Bien que l’annonce de nouveaux droits de douane était attendue, l’ampleur des mesures annoncées a tout de même surpris: avec un taux effectif supérieur à 20% (en pourcentage de la valeur totale des importations), ces droits de douane américains atteindraient leur plus haut niveau depuis plus de 100 ans, si le gouvernement appliquait ces droits comme annoncé. L’adoption définitive de cette mesure marquerait le début d’une nouvelle ère de protectionnisme. Même si ce scénario ne paraît pas (encore) être imminent, la réalité économique pourrait finalement l’emporter sur la politique et favoriser des décisions plus raisonnables. Sans cela, l’économie américaine pourrait être trop durement affectée. Le risque d’une stagflation, c’est-à-dire d’une stagnation de l’économie accompagnée d’une hausse de l’inflation, pourrait désormais passer au premier plan.

À qui profitent les droits de douane et quels sont les risques encourus?

Le gouvernement américain ne cesse de dire que la relance de l’industrie nationale est une priorité absolue. Il est depuis longtemps reconnu que la mondialisation n’a pas profité de manière équitable à toutes les catégories sociales. Le président Trump s’adresse spécifiquement à ceux qui sont souvent considérés comme «les laissés-pour-compte». Selon le gouvernement américain, la politique commerciale doit servir les intérêts de «Main Street» (économie réelle) et non ceux de «Wall Street» (marchés financiers).

La question est de savoir si et quand les données économiques pourraient déclencher un changement de politique, à moins qu’un repli prolongé des marchés boursiers n’y parvienne. La démondialisation progressive et la réorientation de l’économie américaine vers une industrie plus forte devraient peser sur la croissance à court terme. On constate d’ores et déjà que l’incertitude croissante freine les entreprises, qui diffèrent leurs investissements et suspendent leurs embauches. Les mesures que prendront les entreprises – réduction des effectifs pour préserver leurs marges, par exemple – détermineront l’ampleur du ralentissement économique.

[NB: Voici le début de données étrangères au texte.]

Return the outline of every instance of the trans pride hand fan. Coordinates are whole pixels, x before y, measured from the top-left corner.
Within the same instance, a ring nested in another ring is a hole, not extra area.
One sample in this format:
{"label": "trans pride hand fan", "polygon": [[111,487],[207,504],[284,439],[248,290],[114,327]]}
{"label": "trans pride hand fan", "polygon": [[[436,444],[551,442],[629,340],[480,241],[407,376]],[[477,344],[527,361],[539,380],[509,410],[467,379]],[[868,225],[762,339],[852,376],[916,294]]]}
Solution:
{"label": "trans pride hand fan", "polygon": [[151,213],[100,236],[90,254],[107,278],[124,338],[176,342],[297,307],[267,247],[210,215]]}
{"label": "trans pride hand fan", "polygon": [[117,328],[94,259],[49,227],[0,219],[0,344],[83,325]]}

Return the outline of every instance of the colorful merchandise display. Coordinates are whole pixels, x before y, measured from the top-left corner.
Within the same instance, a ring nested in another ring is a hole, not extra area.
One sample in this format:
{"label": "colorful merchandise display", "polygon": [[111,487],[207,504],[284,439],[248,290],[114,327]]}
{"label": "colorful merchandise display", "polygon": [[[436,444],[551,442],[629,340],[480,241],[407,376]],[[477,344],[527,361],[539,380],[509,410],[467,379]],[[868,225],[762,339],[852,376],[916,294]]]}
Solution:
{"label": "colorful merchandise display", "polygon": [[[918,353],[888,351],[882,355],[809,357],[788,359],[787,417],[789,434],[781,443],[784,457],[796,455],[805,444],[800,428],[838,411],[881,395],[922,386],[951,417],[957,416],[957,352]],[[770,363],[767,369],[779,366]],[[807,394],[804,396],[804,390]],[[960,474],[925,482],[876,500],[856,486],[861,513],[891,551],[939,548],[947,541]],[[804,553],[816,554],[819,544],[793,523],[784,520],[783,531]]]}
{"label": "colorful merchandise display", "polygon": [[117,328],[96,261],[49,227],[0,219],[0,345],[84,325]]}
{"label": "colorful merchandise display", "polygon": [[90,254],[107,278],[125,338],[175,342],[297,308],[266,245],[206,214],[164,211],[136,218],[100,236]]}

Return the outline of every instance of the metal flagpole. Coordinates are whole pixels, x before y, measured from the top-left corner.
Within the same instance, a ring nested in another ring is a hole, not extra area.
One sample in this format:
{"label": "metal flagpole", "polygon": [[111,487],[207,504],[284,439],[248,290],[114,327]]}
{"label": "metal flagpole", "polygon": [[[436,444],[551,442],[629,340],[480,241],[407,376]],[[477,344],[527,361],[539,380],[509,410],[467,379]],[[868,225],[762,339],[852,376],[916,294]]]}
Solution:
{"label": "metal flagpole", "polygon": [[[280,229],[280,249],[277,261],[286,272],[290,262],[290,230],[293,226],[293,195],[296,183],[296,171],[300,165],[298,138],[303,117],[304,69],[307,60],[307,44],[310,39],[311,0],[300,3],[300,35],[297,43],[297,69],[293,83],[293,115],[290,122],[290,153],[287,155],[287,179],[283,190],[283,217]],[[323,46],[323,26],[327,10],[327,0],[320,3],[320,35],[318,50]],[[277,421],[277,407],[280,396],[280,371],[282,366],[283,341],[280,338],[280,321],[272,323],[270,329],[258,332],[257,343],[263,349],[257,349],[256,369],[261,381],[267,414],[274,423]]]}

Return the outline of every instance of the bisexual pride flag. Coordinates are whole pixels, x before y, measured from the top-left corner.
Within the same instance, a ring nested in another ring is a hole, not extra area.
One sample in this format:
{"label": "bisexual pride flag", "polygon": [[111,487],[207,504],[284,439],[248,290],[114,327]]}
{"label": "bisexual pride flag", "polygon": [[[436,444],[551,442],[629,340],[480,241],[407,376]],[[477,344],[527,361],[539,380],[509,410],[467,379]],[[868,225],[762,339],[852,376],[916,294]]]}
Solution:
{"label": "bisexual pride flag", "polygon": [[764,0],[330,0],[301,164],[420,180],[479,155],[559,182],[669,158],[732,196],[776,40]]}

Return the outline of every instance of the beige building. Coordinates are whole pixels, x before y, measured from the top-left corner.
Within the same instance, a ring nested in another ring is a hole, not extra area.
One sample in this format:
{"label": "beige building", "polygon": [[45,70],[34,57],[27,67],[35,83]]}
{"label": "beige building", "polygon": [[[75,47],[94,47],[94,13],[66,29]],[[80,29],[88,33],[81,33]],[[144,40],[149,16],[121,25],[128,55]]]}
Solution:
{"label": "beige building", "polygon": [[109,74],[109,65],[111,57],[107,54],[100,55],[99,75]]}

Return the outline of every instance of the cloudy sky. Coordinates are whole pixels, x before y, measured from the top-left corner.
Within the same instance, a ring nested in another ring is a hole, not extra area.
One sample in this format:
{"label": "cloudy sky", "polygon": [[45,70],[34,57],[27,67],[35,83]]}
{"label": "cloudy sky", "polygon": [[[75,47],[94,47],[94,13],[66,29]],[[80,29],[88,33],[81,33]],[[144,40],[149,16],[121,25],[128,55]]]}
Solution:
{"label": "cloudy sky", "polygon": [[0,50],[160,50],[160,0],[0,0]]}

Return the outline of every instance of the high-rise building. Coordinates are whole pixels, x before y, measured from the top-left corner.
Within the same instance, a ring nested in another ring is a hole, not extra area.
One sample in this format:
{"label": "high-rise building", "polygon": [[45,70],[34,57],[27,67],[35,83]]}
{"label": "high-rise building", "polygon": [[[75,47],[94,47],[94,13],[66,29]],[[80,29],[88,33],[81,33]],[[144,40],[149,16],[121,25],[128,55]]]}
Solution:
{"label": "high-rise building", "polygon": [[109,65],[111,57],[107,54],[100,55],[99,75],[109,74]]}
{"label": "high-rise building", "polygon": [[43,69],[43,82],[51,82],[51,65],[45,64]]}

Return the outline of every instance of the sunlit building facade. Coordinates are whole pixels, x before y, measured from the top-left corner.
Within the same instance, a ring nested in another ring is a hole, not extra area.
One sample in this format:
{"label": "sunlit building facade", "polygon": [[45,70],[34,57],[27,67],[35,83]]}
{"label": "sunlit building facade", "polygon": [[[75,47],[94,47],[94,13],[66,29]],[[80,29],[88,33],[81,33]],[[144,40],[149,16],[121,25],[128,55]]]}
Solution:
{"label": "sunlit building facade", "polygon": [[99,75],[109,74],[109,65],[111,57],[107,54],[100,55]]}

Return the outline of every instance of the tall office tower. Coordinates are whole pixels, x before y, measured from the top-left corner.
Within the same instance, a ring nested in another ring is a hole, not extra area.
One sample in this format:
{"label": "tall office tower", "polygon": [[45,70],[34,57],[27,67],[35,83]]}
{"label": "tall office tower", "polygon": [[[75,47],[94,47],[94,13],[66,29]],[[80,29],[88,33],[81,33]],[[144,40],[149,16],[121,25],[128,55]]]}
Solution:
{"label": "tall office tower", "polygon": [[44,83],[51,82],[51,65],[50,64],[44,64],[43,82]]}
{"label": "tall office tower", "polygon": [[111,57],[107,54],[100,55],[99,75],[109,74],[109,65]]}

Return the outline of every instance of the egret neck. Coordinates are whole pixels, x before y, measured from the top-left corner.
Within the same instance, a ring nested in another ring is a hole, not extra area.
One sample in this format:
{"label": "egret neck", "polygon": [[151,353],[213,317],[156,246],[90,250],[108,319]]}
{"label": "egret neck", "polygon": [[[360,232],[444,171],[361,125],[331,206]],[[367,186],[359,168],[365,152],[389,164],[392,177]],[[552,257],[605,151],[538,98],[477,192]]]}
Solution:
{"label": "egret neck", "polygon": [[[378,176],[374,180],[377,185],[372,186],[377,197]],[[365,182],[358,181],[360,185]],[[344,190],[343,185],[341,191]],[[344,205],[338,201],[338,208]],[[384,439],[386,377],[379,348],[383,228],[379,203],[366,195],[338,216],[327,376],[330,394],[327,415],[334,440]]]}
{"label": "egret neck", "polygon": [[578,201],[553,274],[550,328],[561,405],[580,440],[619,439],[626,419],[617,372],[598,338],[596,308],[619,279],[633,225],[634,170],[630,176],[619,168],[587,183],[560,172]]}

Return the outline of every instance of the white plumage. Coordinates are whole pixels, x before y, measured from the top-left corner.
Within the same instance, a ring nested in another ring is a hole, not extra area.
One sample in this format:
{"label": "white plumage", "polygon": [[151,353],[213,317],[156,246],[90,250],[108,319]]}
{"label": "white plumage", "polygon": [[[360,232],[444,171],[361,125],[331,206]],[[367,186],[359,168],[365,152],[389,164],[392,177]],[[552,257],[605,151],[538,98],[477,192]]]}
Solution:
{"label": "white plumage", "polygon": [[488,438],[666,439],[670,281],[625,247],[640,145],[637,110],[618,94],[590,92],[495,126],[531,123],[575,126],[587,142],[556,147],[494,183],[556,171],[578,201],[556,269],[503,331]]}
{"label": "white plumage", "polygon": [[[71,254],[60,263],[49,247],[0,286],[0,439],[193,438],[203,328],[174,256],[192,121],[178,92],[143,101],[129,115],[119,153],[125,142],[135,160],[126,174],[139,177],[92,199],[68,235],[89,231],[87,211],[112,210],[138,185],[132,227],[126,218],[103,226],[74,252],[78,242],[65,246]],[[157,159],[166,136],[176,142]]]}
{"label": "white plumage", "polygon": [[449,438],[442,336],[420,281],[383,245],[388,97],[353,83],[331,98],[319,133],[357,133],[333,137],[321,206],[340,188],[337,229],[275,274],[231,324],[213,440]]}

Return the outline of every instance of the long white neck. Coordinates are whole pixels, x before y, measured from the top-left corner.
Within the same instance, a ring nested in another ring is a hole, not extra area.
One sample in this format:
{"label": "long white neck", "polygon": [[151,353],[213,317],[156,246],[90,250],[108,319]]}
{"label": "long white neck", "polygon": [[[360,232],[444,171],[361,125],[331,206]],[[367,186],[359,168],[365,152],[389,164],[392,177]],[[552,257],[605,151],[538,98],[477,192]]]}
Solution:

La question de savoir si les entreprises supporteront elles-mêmes la hausse des coûts d’importation ou si elles la répercuteront sur les consommateurs via des prix plus élevés reste ouverte. Une croissance plus faible, une hausse du chômage et d’éventuelles augmentations de prix pourraient contraindre le gouvernement américain à revoir sa politique commerciale, surtout si les députés républicains, en vue des élections de mi-mandat de 2026, craignent pour leur réélection. En effet, une détérioration du moral des consommateurs est déjà perceptible aux Etats-Unis, où la confiance des consommateurs affiche une tendance à la baisse depuis plusieurs mois.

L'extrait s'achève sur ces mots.